What, if anything, is crazy about this?

This month’s “What, if anything, is crazy about this?” essay poses a complex challenge. Write a clear, sensible essay telling what, if anything is crazy about the following study:

Effet de l’écoute de mots déjà hallucinés chez des sujets schizophrènes en rémission : étude de six cas par la résonance magnétique nucléaire fonctionnelle” [Effects of listening to previously hallucinated words by schizophrenia patients in remission: a functional magnetic resonance imaging study of six cases], Ait Bentaleb L, Stip E, Mendrek A, Mensour B, Beauregard M., L’ Encephale, 2006 Jan-Feb;32(1 Pt 1):27-40.

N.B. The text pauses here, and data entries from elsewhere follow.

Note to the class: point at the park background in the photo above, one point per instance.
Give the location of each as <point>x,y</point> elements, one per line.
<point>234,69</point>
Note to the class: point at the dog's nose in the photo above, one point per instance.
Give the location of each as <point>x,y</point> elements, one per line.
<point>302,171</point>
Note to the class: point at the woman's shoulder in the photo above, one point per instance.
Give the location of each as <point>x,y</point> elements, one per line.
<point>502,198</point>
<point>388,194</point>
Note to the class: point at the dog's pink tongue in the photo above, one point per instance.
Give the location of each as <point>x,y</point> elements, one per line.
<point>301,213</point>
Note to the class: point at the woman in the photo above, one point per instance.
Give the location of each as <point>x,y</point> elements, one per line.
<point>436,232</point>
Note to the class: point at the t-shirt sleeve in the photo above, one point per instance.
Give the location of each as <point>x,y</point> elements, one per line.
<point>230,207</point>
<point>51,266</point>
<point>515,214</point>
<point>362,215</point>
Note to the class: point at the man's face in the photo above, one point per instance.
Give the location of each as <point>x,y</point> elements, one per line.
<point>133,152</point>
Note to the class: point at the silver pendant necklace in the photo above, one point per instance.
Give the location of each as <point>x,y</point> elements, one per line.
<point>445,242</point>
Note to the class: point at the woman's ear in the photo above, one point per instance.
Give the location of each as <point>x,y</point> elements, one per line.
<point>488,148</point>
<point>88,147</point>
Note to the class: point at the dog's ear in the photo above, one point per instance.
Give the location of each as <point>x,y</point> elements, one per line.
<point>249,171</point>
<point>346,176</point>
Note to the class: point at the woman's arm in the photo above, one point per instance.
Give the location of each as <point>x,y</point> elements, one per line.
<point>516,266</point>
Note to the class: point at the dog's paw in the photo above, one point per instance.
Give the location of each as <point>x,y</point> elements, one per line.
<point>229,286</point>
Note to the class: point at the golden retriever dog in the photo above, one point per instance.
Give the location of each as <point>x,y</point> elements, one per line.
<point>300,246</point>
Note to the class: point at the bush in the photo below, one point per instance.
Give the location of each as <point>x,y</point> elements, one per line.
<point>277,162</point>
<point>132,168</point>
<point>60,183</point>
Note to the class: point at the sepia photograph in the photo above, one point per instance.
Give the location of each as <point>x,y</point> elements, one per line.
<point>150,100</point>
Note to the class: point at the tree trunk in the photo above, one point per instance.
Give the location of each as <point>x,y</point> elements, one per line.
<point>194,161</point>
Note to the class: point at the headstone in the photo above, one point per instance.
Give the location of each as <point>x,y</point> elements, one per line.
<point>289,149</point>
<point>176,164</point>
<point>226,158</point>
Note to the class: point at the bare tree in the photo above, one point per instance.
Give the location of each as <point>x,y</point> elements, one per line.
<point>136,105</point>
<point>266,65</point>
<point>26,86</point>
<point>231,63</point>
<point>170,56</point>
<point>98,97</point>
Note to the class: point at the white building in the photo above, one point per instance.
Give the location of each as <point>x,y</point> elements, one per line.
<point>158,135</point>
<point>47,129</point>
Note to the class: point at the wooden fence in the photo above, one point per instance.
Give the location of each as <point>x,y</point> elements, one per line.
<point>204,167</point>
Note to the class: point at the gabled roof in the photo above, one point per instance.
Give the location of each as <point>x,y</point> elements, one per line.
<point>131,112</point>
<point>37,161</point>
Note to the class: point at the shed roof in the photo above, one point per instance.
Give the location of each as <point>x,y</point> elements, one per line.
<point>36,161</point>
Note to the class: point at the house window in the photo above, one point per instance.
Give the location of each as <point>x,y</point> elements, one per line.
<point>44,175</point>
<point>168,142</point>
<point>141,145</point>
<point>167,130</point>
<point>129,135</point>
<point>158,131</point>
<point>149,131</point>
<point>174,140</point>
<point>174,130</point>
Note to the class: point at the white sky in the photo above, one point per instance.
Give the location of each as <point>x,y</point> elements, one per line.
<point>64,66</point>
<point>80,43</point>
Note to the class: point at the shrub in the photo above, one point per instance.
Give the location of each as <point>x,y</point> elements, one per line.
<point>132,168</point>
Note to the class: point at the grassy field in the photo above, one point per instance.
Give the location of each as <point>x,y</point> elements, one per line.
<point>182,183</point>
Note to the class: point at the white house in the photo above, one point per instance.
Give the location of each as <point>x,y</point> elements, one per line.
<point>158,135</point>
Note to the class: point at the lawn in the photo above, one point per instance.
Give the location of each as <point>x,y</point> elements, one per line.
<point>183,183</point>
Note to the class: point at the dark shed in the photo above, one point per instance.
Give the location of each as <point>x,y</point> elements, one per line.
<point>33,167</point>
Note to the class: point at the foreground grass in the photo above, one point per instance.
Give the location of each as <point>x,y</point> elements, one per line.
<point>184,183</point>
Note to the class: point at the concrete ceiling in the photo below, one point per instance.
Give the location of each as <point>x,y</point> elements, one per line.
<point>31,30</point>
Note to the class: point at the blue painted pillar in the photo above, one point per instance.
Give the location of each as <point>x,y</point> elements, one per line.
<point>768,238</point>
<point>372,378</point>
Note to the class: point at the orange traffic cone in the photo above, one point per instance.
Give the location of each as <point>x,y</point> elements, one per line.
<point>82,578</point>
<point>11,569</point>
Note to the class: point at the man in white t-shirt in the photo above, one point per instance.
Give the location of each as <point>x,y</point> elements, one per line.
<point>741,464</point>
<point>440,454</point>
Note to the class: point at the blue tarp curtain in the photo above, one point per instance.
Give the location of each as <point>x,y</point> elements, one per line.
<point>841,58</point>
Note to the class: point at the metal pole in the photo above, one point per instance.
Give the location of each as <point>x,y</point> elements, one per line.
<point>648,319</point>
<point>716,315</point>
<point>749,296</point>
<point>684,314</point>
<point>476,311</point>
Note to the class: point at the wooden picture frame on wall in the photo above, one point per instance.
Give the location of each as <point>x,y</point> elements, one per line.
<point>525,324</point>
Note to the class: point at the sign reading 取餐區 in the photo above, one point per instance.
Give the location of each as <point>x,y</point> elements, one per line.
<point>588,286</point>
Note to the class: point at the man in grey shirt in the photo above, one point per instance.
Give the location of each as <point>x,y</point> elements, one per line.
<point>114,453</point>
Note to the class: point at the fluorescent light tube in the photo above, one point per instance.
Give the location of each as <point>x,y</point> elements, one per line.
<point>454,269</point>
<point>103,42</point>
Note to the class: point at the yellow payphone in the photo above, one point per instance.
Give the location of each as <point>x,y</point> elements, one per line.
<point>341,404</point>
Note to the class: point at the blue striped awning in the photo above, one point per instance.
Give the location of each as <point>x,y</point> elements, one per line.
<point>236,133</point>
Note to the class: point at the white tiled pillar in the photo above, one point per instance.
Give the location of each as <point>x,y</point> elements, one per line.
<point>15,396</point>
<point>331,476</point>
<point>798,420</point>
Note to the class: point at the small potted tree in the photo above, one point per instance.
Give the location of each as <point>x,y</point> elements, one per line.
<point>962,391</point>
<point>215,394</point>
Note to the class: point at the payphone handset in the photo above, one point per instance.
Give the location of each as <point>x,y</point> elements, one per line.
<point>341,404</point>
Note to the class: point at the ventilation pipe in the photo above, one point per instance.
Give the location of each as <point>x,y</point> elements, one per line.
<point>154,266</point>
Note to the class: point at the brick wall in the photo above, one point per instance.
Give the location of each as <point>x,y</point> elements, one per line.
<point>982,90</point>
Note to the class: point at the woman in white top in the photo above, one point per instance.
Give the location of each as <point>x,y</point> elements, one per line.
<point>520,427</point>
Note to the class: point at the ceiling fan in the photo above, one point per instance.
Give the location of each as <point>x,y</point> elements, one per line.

The authors, at Psychiatre à l’Hôpital Louis-H. Lafontaine et Chercheur-Associé au Centre de Recherche Fernand-Séguin and at several other institutions in Montréal, report:

BACKGROUND: The neurocognitive and neurophysiological bases of AVHs [auditory verbal hallucinations ] remain obscure….
DESIGN: We employed functional magnetic resonance imaging (fMRI) in 6 schizophrenia patients in total remission of AVHs for at least 12 months, during listening to the words hallucinated by them in the past. Specifically, we created the list of previously hallucinated words for each patient and matched the words in terms of length, structure, emotional valence, semantic category and frequency of usage with the non-hallucinated words. Moreover, each patient was paired demographically with the control participant who was presented with the same words….
CONCLUSION: In contrast to our initial hypothesis we did not observe any significant differences between processing of the hallucinated versus non-hallucinated words in the primary auditory cortex. In retrospect, this result is not surprising because patients did not experience internally generated AVHs while in the scanner, but instead were exposed exclusively to externally generated stimuli.